You missed the excitement of 1998, with $1999=1999, 2000=2^4 \cdot 5^3, 2001=3 \cdot 23 \cdot 29,$ and $2002=2 \cdot 7 \cdot 11 \cdot 13$

A quick set of thoughts, too long to fit in a comment:

this requires finding a "prime gap" of length $k-1$, since $s(n+1)=1$ means that $n+1$ is prime that $n+1$ is either prime or a power of a prime, but the next $k-1$ digits are composite since s(n+x)>1 for $2 \le x \le k$. This also means that $s(n+2)=2$ only because $s(n+2)$ is even, thus $2$ is one of the factors and implies that $(n+2)/2$ is prime (or that $(n+2)/2^j$ is prime for some $j \in \mathbb{Z}$), since $n+2$ only has two factors and one of them is $2$ (or $2^j$).

For $s(n+k)$ to have $k$ distinct prime factors means that it has to be at minimum a product of the first $k$ prime numbers, while it definitely has to be a multiple of the product of $k$ prime numbers. So the two key restrictions are that s(n+k) is $k$-composite (has $k$ prime factors) and that both (n+1) and (n+2)/2 are prime numbers.

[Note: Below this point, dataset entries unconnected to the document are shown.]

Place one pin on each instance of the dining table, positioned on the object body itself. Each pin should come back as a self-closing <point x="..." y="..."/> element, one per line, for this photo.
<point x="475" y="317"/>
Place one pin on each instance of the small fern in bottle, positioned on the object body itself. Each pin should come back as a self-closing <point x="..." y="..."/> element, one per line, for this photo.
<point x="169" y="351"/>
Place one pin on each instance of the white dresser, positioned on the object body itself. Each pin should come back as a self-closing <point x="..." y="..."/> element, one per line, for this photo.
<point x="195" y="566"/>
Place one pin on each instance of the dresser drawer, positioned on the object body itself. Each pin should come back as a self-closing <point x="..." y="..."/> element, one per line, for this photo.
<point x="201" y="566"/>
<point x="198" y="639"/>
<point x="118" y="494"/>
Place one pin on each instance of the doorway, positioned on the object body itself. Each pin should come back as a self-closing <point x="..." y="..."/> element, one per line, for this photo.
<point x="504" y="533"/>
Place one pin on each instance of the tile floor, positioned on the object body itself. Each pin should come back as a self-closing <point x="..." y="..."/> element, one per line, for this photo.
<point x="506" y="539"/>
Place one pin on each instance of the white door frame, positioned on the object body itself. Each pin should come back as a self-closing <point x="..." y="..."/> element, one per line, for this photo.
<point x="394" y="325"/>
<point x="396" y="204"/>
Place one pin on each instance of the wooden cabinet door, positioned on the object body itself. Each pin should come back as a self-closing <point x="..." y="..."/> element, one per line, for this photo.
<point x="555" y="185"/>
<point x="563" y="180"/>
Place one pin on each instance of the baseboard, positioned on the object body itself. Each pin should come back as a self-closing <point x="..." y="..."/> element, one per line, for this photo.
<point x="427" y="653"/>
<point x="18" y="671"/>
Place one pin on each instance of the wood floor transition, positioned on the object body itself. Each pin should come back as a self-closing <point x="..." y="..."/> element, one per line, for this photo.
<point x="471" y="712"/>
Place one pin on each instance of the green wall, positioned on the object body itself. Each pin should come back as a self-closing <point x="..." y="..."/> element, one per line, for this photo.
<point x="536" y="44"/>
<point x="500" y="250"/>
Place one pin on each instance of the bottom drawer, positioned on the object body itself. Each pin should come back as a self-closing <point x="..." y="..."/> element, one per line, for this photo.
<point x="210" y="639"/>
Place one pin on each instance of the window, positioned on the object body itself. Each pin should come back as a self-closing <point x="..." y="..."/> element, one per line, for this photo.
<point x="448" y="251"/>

Hmm, I thought something about the fact that either s(n+2) or s(n+4) would be divisible by $4$ while the other would be divisible by $2$ but not by $4$ would play some role in this.

Here are some quick results from running "bash", "factor", and "sed" and "awk" at the command line:

If you want an ascending run of 1,2, and 3 prime factors, the smallest example starts at $n=63$, with $64=2^6, 65=5 \cdot 13, 66=2 \cdot 3 \cdot 11$

If you want an ascending run of 1,2,3, and 4 prime factors, we already missed the exciting years of $n=1866$ and $n=1998$

1867: 1867
1868: 2 2 467
1869: 3 7 89
1870: 2 5 11 17

1999: 1999
2000: 2 2 2 2 5 5 5
2001: 3 23 29
2002: 2 7 11 13

And the next few years with ascending runs of 1,2,3, and 4 prime factors will start after the years 3216, 4056, and 4176 with 3217, 4057, and 4177 as prime years. Unfortunately, these computational results are not giving me the germ of any shortcut or understanding. There are also some descending sequences in terms of the number of prime factors, and their placement also does not help.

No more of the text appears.